As a practitioner, I have pushed all data analyses beyond assessing baseline performance and data validity to the Analyze phase. Asking the question, "Why do we have a performance gap?" allows the answers to select what tools to use next.

That is a Lean approach to LSS vs. conducting all stratification in the Measure phase, which might not be needed or used. The Lean methodology allows the questions and answers to drive the diagnostic journey and use the proper tools when required.

Identifying the Problem

For two clients, I was asked to study why they don't complete LSS projects that they launch. In both cases, the results were identical. Those that took a long time in the Define or Measure phase had a lower probability of completion than those that went through those phases quickly.

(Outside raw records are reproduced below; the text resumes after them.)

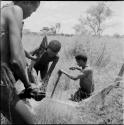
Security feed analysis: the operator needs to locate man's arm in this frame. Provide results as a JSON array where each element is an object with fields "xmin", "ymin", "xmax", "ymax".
[
  {"xmin": 25, "ymin": 50, "xmax": 37, "ymax": 61},
  {"xmin": 7, "ymin": 8, "xmax": 30, "ymax": 87},
  {"xmin": 69, "ymin": 67, "xmax": 82, "ymax": 71},
  {"xmin": 47, "ymin": 57, "xmax": 59, "ymax": 76},
  {"xmin": 59, "ymin": 70, "xmax": 86, "ymax": 80}
]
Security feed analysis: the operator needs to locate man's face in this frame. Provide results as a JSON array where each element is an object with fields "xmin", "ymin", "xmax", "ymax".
[
  {"xmin": 76, "ymin": 60, "xmax": 85, "ymax": 67},
  {"xmin": 47, "ymin": 48, "xmax": 58, "ymax": 58},
  {"xmin": 23, "ymin": 4, "xmax": 38, "ymax": 18}
]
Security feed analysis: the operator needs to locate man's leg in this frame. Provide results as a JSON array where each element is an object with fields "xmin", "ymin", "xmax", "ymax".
[{"xmin": 0, "ymin": 64, "xmax": 35, "ymax": 124}]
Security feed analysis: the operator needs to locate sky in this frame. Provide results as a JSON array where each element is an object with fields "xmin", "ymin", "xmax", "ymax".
[{"xmin": 1, "ymin": 1, "xmax": 124, "ymax": 35}]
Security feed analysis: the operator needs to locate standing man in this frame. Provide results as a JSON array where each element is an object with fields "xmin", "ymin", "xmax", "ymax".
[{"xmin": 0, "ymin": 1, "xmax": 40, "ymax": 124}]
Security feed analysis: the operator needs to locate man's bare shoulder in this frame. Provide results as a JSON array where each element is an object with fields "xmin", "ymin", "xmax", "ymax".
[
  {"xmin": 3, "ymin": 5, "xmax": 23, "ymax": 20},
  {"xmin": 83, "ymin": 66, "xmax": 93, "ymax": 73}
]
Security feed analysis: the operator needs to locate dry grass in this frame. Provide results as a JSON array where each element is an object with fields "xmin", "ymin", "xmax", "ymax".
[{"xmin": 1, "ymin": 34, "xmax": 124, "ymax": 124}]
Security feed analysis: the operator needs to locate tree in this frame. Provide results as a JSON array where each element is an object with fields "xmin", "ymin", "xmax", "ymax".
[{"xmin": 74, "ymin": 2, "xmax": 112, "ymax": 36}]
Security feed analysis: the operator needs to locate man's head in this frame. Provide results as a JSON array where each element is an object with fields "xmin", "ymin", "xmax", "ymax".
[
  {"xmin": 13, "ymin": 1, "xmax": 40, "ymax": 19},
  {"xmin": 47, "ymin": 40, "xmax": 61, "ymax": 58},
  {"xmin": 75, "ymin": 54, "xmax": 87, "ymax": 68}
]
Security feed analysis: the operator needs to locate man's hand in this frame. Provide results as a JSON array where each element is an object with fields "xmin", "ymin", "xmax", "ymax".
[
  {"xmin": 69, "ymin": 67, "xmax": 77, "ymax": 70},
  {"xmin": 43, "ymin": 75, "xmax": 50, "ymax": 83},
  {"xmin": 58, "ymin": 69, "xmax": 64, "ymax": 74}
]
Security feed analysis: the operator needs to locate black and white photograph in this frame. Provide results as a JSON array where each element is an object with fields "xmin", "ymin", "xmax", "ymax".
[{"xmin": 0, "ymin": 1, "xmax": 124, "ymax": 125}]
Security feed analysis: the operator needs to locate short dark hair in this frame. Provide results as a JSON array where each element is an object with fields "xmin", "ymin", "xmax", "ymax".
[
  {"xmin": 75, "ymin": 54, "xmax": 87, "ymax": 62},
  {"xmin": 13, "ymin": 1, "xmax": 40, "ymax": 7},
  {"xmin": 47, "ymin": 40, "xmax": 61, "ymax": 52}
]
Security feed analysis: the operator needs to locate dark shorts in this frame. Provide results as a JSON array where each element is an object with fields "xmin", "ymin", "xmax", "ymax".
[
  {"xmin": 34, "ymin": 64, "xmax": 48, "ymax": 79},
  {"xmin": 0, "ymin": 64, "xmax": 19, "ymax": 115},
  {"xmin": 71, "ymin": 88, "xmax": 91, "ymax": 102}
]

In talking with the belts, there is palpable excitement about studying the data and digging into solving the problem. No one enjoys the Define and Measure phase. Fundamental questions must be answered to keep aligned with the business, but don't slow the process down by insisting upon "rigor" or "checking the box" to ensure full use of the Body of Knowledge. Do what is value-added and no more - that is the essence of Lean methodology.

The problem-solving journey is sound. The tools used along the way are just that; tools, not an end. We should all eat our own cooking and be more lean in our approach to teaching and applying Lean Six Sigma!